I have a sine wave whose parameters I can determine (they are user-input). It's of the form y=a*sin(m*x + t)
I'd like to know whether anyone knows an efficient algorithm to figure out the range of y for a given interval which goes from [0, x] (x is again another input)
For example:
for y = sin(x) (i.e. a=1, t=0, m=1), for the interval [0, 4] I'd like an output like [1, -0.756802]
Please keep in mind, m and t can be anything. Thus, the y-curve does not have to start (or end) at 0 (or 1). It could start anywhere.
Also, please note that x will be discrete.
Any ideas?
PS: I'll use python for implementing the algorithm.
Since function y(x) = a*sin(m*x + t) is continuous, maximum will be either at one of the interval's ends or at the maximum inside interval, in this case dy/dx will be equal to zero.
So:
1. Find values of y(x) at the ends of interval.
2. Find out if dy/dx == a * m cos (mx + t) have zero(s) in interval, find out values of y(x) at the zero(s).
3. Choose point where y(x) have maximum value
If you have greater than one period then the result is just +/- a.

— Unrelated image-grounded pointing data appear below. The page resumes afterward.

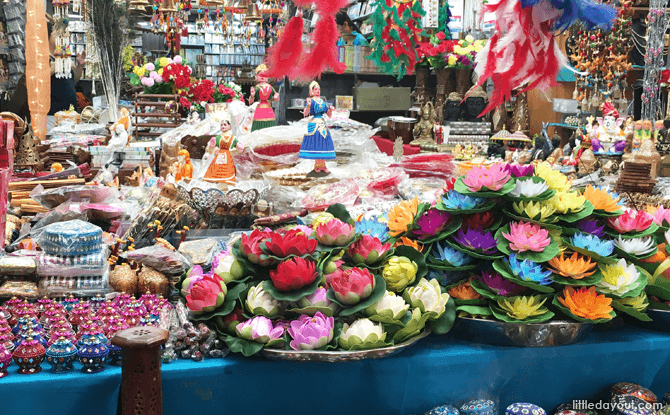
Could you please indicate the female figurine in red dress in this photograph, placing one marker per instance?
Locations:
(264, 116)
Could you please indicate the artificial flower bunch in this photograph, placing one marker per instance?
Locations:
(163, 76)
(463, 54)
(335, 285)
(434, 52)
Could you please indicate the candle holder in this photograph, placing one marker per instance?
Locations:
(61, 355)
(92, 354)
(29, 356)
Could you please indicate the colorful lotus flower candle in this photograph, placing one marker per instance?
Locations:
(464, 291)
(591, 227)
(373, 227)
(660, 214)
(528, 188)
(261, 302)
(554, 179)
(250, 247)
(521, 170)
(450, 256)
(619, 279)
(259, 329)
(390, 306)
(399, 272)
(500, 285)
(431, 223)
(491, 178)
(362, 333)
(576, 266)
(293, 242)
(631, 221)
(521, 308)
(207, 294)
(352, 285)
(592, 243)
(310, 333)
(528, 270)
(601, 199)
(293, 274)
(454, 200)
(480, 219)
(567, 202)
(226, 266)
(477, 240)
(335, 233)
(318, 299)
(639, 303)
(401, 216)
(586, 303)
(403, 241)
(538, 211)
(427, 297)
(368, 250)
(524, 236)
(636, 246)
(194, 275)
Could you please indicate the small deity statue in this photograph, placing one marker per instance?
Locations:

For less than one period you can evaluate y at the start/end points and then find any maxima between the start/end points by solving for y' = 0, i.e. cos(m*x + t) = 0.
All the answers are more or less the same. Thanks guys=)
I think I'd go with something like the following (note that I am renaming the variable I called "x" to "end". I had this "x" at the beginning which denoted the end of my interval on the X-axis):
1) Evaluate y at 0 and "end", use an if-block to assign the two values to the correct PRELIMINARY "min" and "max" of the range
2) Evaluate number of evolutions: "evolNr" = (m*end)/2Pi. If evolNr > 1, return [-a, a]
3) If evolNr < 1: First find the root of the derivative, which is at "firstRoot" = (1/2m)*Pi - phase + q * 1/m * Pi, where q = ceil(m/Pi * ((1/2m) * Pi - phase) ) --- this gives me the first root at some position x > 0. From then on I know that all other extremes are within firstRoot and "end", we have a new root every 1/m * Pi.
In code: for (a=firstRoot; a < end; a += 1/m*Pi) {Eval y at a, if > 0 its a maximum, update "max", otherwise update "min"}
return [min, max]